Radiolabeled human antibody binds to the viral gp41 protein expressed on the surface of the HIV-infected lymphocyte and the cell is killed with alpha radiation.
The researchers previously used gp41 radioimmunotherapy in mice with severe combined immunodeficiency that were injected with infected human cells (PLoS One.2012;7:e31866). "We are basically able to eliminate the HIV-infected cells in those mice," Dr. Dadachova said enthusiastically. More important, they were able to eliminate HIV-infected cells in the brains of the mice.
Although the team's success with mice was exciting, she noted that they still did not know whether radioimmunotherapy would work in patients being treated with antiretroviral therapy. No one could say what the interaction between radioimmunotherapy, HIV, and antiretrovirals would look like. Would the suppressed viral replication also suppress the expression of gp41 below the level needed for radioimmunotherapy?
"That's where the Bill and Melinda Gates Foundation came in," she said. "They funded our study."
This year, Dr. Dadachova and her team performed an ex vivo study on clinical samples.

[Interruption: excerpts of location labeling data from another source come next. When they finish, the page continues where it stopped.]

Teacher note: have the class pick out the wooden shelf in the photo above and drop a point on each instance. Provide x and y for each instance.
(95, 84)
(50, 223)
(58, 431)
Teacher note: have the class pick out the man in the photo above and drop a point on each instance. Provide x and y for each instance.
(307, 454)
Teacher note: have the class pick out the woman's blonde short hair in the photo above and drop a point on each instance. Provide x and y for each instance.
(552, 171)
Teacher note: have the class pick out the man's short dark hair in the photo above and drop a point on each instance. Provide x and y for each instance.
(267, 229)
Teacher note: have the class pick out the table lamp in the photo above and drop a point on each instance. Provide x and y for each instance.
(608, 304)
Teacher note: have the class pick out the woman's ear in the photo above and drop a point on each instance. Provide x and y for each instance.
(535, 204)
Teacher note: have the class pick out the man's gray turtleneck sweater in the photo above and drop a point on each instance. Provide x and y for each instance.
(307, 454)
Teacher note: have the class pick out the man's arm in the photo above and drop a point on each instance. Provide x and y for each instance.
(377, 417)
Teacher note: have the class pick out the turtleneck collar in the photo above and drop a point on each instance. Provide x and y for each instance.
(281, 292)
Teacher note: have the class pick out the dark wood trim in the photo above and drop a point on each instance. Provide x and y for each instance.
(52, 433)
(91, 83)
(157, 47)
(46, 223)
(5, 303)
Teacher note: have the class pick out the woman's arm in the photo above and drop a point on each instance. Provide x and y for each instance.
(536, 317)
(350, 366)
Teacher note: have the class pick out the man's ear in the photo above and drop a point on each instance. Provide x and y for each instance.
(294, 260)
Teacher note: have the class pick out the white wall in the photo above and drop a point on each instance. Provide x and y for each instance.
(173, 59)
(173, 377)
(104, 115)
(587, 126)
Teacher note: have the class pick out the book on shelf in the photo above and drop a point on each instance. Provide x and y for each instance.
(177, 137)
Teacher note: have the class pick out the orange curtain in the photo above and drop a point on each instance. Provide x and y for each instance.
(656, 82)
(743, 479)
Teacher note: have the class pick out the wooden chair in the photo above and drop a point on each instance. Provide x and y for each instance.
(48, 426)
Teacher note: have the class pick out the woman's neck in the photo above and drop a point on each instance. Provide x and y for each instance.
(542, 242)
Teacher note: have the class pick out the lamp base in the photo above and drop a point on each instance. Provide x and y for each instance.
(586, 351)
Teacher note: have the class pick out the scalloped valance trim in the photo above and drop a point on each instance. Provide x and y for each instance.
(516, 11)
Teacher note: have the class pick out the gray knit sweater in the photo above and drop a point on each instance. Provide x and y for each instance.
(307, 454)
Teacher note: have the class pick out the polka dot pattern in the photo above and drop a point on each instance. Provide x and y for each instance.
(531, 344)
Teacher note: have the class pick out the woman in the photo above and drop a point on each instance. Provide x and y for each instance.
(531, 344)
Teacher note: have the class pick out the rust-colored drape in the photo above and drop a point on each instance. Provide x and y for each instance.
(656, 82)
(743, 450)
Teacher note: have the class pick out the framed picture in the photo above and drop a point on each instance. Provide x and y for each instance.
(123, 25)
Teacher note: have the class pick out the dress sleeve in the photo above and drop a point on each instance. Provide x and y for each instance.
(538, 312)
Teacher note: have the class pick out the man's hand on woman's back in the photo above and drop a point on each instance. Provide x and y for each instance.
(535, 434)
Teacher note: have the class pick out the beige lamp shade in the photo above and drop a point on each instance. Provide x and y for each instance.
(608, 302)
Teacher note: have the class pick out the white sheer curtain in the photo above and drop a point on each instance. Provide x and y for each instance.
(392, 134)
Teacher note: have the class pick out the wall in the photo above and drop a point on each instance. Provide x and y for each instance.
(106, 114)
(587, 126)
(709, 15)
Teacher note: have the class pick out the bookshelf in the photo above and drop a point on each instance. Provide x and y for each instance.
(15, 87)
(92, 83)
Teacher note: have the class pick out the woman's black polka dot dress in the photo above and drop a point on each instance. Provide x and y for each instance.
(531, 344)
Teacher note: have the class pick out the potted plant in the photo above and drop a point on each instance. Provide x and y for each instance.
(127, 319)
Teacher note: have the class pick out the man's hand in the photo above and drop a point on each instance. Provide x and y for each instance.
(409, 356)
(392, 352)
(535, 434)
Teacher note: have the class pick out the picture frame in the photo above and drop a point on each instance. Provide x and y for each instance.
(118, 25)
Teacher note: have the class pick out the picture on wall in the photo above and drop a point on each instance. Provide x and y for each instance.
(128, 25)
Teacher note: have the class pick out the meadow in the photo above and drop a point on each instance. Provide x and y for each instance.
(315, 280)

They found that radioimmunotherapy killed the infected patient's lymphocytes over a full range of doses.
They also used an in vitro model to demonstrate that the radiolabeled antibody crosses the blood–brain barrier without disturbing the tight junctions of the cells.

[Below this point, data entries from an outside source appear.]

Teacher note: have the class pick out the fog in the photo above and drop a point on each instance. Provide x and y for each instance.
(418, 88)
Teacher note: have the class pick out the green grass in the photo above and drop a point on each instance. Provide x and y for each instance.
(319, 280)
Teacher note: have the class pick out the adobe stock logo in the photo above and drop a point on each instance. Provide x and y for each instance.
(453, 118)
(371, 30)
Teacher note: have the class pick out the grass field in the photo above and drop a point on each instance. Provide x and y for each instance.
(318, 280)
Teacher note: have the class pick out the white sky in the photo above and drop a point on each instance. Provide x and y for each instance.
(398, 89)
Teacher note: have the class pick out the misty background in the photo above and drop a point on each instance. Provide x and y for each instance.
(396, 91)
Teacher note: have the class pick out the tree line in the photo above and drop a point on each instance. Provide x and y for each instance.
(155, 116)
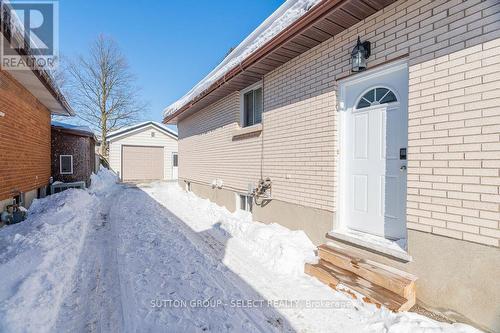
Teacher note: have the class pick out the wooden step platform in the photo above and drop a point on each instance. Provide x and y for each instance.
(378, 283)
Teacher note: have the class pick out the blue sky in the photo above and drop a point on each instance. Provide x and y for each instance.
(170, 45)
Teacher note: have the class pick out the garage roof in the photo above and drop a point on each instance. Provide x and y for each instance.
(125, 130)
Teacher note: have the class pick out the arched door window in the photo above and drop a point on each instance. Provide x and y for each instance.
(376, 96)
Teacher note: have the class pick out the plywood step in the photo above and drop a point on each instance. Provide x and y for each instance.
(379, 284)
(397, 281)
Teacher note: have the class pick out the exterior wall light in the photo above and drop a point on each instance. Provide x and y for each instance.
(359, 54)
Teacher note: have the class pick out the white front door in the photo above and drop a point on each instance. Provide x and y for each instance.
(175, 165)
(374, 135)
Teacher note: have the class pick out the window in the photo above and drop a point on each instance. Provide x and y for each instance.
(252, 106)
(175, 159)
(376, 96)
(19, 199)
(246, 202)
(66, 164)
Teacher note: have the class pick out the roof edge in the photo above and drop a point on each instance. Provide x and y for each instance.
(160, 126)
(314, 14)
(40, 73)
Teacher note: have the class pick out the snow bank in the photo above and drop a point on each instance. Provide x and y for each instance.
(38, 257)
(283, 17)
(270, 259)
(281, 250)
(103, 180)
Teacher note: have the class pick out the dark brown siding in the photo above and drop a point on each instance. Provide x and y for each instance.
(82, 149)
(24, 139)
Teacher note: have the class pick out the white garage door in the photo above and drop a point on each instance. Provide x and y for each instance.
(142, 163)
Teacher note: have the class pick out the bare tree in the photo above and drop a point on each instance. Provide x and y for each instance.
(101, 89)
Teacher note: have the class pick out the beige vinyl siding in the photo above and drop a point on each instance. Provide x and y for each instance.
(142, 137)
(208, 151)
(452, 49)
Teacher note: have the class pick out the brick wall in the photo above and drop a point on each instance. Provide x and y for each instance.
(83, 150)
(454, 140)
(24, 139)
(450, 47)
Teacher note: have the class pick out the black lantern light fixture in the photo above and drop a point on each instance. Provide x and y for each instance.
(359, 54)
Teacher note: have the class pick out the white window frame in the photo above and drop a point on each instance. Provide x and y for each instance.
(254, 86)
(60, 165)
(246, 197)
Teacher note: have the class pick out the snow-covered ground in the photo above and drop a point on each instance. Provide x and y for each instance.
(153, 258)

"It has fantastic potential," said Gary Whitman, MD, professor of radiology at the University of Texas M.D. Anderson Cancer Center in Houston.
Dr. Dadachova will next be partnering with physicians in South Africa to enroll patients there in the first radioimmunotherapy clinical trial. She said she expects the first results by the end of 2014. She also reported that she is applying to the National Institutes of Health for funding to continue the research in the United States.

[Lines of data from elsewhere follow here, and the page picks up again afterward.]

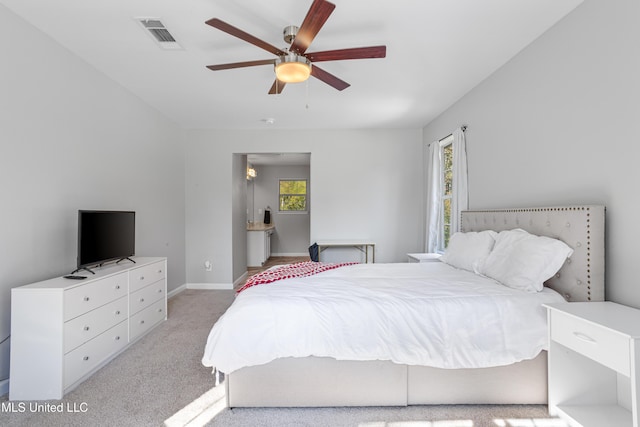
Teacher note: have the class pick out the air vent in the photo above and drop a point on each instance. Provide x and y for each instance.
(159, 32)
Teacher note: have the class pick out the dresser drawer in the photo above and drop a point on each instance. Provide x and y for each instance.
(144, 320)
(81, 299)
(81, 329)
(143, 276)
(601, 344)
(144, 297)
(83, 359)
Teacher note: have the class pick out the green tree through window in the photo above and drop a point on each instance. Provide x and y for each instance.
(293, 195)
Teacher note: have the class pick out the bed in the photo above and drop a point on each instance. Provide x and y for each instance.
(264, 374)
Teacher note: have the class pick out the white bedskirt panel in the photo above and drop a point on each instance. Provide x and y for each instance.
(321, 381)
(317, 382)
(522, 383)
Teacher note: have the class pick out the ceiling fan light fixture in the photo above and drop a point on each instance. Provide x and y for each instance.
(292, 68)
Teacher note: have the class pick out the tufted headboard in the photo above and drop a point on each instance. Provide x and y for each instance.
(581, 278)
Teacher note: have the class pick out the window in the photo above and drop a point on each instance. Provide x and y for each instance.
(293, 195)
(446, 145)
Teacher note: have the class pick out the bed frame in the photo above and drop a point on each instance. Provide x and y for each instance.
(322, 381)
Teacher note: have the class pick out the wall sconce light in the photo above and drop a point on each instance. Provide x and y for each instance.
(251, 173)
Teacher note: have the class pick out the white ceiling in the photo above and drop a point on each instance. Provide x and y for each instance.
(437, 50)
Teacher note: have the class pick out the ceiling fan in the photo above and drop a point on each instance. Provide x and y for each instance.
(293, 64)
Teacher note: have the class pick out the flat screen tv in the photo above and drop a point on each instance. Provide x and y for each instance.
(105, 236)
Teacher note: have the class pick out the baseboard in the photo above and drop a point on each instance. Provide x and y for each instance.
(4, 387)
(209, 286)
(175, 292)
(291, 254)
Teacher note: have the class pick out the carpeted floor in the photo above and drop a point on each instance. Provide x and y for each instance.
(160, 381)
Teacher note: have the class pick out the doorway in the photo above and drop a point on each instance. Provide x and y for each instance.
(291, 228)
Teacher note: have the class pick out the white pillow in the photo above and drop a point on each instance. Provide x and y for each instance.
(525, 261)
(469, 250)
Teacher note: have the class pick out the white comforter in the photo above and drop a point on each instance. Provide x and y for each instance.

The treatment regimen will likely consist of a single injection of radioimmunotherapy, she explained. Because bismuth-213 is a very short-lived isotope, all radioactivity will be gone from the patient in 4 hours. Follow-up testing will reveal whether the patient rebounds and requires another treatment.
Many in the room said the precedence of radioimmunotherapy in the treatment of cancer fuels their hope that people will truly have something to celebrate next World AIDS Day.
Dr. Dadachova and Dr. Whitman have disclosed no relevant financial relationships.
Radiological Society of North America (RSNA) 99th Scientific Assembly and Annual Meeting: Abstract SSK12. Presented December 3, 2013.